On 13 April 2023, the Ministry of Urban Development and Housing (MIDUVI) officially presented the results of the consultancy for the baseline survey of greenhouse gas emissions generated by the construction industry in Ecuador.
This study, carried out with the support of the Strengthening Capacities for Energy Efficiency in buildings in Latin America (CEELA) project, and worked together with the specialist’s team of the Ministry of Environment, Water and Ecological Transition of Ecuador (MAATE), identifies and highlights certain, in construction and various projects in the country most used building materials, such as steel, cement, brick, concrete, and glass.
Another interesting finding is that operational carbon emissions are higher than embodied carbon emissions. The life cycle of a building takes into account the embodied carbon in the construction materials and processes, as well as the operational carbon derived from the functioning of the building as such. Emissions of the latter, which were the highest, are related to aspects such as heating and cooling.
It was a good opportunity to highlight the need to encourage and promote sustainable development in the country, starting with buildings carbon footprint measurement and reporting, as well as the search for new actions to facilitate access to formal, low-carbon and sustainable housing. Gabriela Aguilera, Ecuador’s Minister of Urban Development and Housing said: “It is necessary to transform the country towards the ecological transition, and, from the construction sector, contribute to the reduction of greenhouse gas emissions and apply it in our work methodologies”.

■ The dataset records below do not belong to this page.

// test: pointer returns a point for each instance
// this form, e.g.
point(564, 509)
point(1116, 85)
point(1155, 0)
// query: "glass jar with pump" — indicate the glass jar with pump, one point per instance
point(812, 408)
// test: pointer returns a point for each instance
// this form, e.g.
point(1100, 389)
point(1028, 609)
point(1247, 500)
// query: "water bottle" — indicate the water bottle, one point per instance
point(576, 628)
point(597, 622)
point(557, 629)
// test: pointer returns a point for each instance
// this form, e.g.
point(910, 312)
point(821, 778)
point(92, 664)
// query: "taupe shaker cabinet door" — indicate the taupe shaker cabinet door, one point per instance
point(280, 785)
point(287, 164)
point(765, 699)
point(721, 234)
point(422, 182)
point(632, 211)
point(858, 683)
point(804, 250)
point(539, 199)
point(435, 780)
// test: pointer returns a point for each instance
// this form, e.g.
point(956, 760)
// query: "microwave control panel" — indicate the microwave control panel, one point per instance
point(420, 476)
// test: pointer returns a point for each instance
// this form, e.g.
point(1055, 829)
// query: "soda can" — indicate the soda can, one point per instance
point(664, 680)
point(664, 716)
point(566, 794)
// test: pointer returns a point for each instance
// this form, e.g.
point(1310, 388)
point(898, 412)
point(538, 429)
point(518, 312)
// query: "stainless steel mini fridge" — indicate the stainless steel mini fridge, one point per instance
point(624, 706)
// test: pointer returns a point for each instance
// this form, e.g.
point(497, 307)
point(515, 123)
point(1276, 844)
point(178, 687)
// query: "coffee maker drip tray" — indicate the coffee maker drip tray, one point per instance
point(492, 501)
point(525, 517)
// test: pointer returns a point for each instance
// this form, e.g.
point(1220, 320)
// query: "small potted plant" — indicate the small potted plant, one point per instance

The life cycle of a building takes into account the embodied carbon in the construction materials and processes, as well as the operational carbon derived from the functioning of the building as such. Through this study, it was possible to determine that, in Ecuador, operational carbon emissions (heating, cooling, food, water supply, etc.) are higher than embodied carbon emissions. The specific percentages can be seen in the infographic: (imagen):
It is worth mentioning that, in addition to the financial support for the research, the CEELA project supported through technical assistance and support to the two most relevant State ministries in terms of emissions reduction: the Ministry of Urban Development and Housing (MIDUVI), and the Ministry of Water and Ecological Transition (MAATE), which allowed the design of actions to reduce emissions in the construction sector.
After the formal part of the event, the participants were invited to participate in two technical workshops. In one of them, the results of the consultancy were discussed in depth, and in the other, proposals for adjustments to the Energy Efficiency Chapter of the Ecuadorian Construction Standard were presented, which aims to facilitate its implementation at national level. Through these workshops, feedback was obtained from the participating technicians and experts, which is an exercise of public consultation through which the CEELA Project permanently seeks to adapt to the conditions of each country and contribute to the sector’s concrete needs.
Among the highlights of this meeting are the signing of the results by the highest authorities of the Ministry of Environment, Water and Ecological Transition and the Ministry of Urban Development and Housing, as well as their commitment to promote sustainable urban development in Ecuador through the implementation of comprehensive and collectively built public policies.